What I find more interesting is the creative ideas in this thread about limiting refs from calling two techs in a minute or without one of the other refs stepping in. There's no magic bullet - we all acknowledged that these are humans put on an enormous stage with millions of eyes watching - but I think putting the focus on the players and not adding additional measures to curb the influence of poor officiating is focusing on the wrong part of the equation. Obviously I'm biased because of Kemba getting tossed last night, but I just don't see too much harm in players getting upset, cursing, expressing themselves, etc. I'd rather focus on giving them less to get upset about in the first place.
I'm reminded of a different scene we sometimes observe with global football: something happens, play is stopped, and players from one team swarm up to a referee even before he's had the chance to make a call, pleading for something to be done. Maybe he's waiting to hear what his linesman saw, or marching towards a spot, or replaying it in his mind - whatever the reason, there's a pause, and the players swarm him. Then he makes the call that they're asking for (but just as clearly, not
because they swarmed him)... and then the players from the
other team run up instead and complain and whine, making a second scene and requiring yet more time to get everyone to calm down and go back to sporting their sport.

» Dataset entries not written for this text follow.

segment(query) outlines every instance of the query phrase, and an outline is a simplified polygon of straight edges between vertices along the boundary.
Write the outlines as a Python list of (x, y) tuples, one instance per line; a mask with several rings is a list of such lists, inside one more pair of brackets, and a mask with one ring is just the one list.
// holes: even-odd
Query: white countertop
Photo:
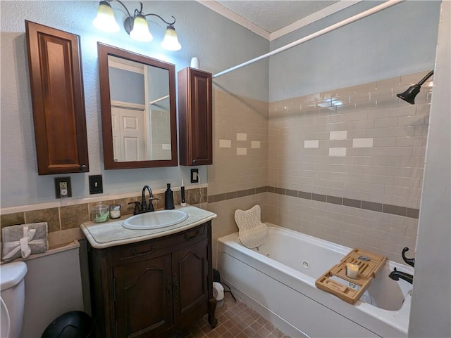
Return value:
[(86, 222), (80, 226), (80, 228), (92, 247), (104, 249), (171, 235), (202, 224), (217, 216), (213, 212), (190, 205), (176, 209), (186, 212), (188, 218), (178, 224), (160, 229), (126, 229), (122, 226), (122, 223), (128, 218), (125, 216), (105, 223)]

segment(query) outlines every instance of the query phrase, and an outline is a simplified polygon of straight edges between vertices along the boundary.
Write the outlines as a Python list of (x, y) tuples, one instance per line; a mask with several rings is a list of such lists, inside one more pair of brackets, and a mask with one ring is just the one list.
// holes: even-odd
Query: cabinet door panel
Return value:
[(213, 163), (211, 74), (193, 68), (178, 72), (180, 164)]
[(173, 254), (175, 321), (208, 299), (206, 247), (204, 239)]
[(79, 37), (25, 26), (38, 174), (89, 171)]
[(171, 261), (168, 254), (114, 269), (118, 337), (150, 337), (172, 325)]
[(192, 160), (195, 165), (211, 164), (211, 79), (204, 74), (192, 72), (191, 77), (192, 117)]

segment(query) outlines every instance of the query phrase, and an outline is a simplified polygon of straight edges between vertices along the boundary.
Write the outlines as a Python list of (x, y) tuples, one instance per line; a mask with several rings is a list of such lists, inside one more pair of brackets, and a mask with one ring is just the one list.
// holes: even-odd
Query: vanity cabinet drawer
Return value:
[(174, 246), (183, 248), (205, 238), (206, 235), (206, 224), (202, 224), (163, 238), (113, 247), (111, 248), (111, 261), (116, 265), (157, 257), (170, 252)]

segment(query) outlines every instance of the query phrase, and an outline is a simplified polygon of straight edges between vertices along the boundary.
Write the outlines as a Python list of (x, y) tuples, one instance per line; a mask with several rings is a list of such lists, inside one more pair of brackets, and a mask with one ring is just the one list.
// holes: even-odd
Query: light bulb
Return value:
[(97, 15), (92, 21), (92, 23), (96, 28), (104, 32), (114, 32), (119, 31), (119, 25), (114, 18), (113, 9), (107, 1), (100, 1), (97, 8)]
[(147, 42), (154, 39), (152, 34), (149, 32), (147, 20), (146, 20), (146, 18), (143, 15), (138, 14), (136, 18), (135, 18), (133, 20), (133, 29), (130, 32), (130, 36), (135, 40), (143, 42)]
[(168, 51), (178, 51), (182, 46), (178, 42), (175, 29), (173, 26), (168, 26), (164, 33), (164, 39), (161, 42), (161, 47)]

The players are not going to be satisfied no matter the quality of the refereeing, because their livelihoods as well as their competitive instincts depend on being convinced of their own abilities and rightness. They will
always perceive events and officials as biased against them (much as we do as fans), think something is unjust, and try to influence the officiating. Again:
no amount of refereeing quality will make players stop complaining. It will just mean the complainers are wrong a higher fraction of the time than they currently are. But right or wrong, they'll do it.
Any solution has to recognize that while "the players are the product", they are part of the problem here too, and if you're going to ask more out of officials who already have an impossible job to do, you also have to make asks of players.